Ceramide-rich microdomains facilitate nuclear envelope budding for non-conventional exosome formation.

Neutrophils migrating towards chemoattractant gradients amplify their recruitment range by releasing the secondary chemoattractant leukotriene B 4 (LTB 4 ) refs. 1,2 . We previously demonstrated that LTB 4 and its synthesizing enzymes, 5-lipoxygenase (5-LO), 5-LO activating protein (FLAP) and leukotriene A 4 hydrolase, are packaged and released in exosomes 3 . Here we report that the biogenesis of the LTB 4 -containing exosomes originates at the nuclear envelope (NE) of activated neutrophils.
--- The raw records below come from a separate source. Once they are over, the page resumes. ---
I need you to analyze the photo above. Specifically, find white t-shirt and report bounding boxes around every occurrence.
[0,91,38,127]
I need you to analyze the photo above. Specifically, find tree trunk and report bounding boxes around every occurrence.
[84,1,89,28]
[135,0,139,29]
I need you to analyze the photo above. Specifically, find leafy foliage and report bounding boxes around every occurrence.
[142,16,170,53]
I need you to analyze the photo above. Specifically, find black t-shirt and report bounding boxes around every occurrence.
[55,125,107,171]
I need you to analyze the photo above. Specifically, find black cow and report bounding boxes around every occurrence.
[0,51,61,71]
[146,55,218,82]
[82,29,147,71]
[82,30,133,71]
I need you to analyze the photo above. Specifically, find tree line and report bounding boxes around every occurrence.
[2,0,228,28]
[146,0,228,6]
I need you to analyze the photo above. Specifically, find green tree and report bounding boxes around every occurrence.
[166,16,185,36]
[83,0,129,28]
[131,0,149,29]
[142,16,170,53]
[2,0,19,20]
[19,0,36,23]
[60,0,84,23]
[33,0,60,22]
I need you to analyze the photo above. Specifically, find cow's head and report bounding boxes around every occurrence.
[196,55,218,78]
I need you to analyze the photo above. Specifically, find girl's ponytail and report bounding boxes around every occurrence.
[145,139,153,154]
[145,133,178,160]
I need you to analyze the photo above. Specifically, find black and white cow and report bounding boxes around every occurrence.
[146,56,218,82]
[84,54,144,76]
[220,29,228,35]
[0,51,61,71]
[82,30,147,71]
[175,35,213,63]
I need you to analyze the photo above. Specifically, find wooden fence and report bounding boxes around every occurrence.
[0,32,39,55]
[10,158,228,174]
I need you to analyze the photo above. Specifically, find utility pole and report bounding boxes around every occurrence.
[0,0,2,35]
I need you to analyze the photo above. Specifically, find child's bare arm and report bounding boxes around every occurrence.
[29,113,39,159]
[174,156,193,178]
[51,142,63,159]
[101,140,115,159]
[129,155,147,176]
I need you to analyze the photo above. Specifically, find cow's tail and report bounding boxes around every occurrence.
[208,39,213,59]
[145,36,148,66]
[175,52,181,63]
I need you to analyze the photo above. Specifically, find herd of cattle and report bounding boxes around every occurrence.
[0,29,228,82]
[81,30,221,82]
We show that the neutral sphingomyelinase 1 (nSMase1)-mediated generation of ceramide-enriched lipid-ordered microdomains initiates the clustering of the LTB 4 -synthesizing enzymes on the NE. We isolated and analysed exosomes from activated neutrophils and established that the FLAP/5-LO-positive exosome population is distinct from that of the CD63-positive exosome population. Furthermore, we observed a strong co-localization between ALIX and FLAP at the periphery of nuclei and within cytosolic vesicles. We propose that the initiation of NE curvature and bud formation is mediated by nSMase1-dependent ceramide generation, which leads to FLAP and ALIX recruitment. Together, these observations elucidate the mechanism for LTB 4 secretion and identify a non-conventional pathway for exosome generation.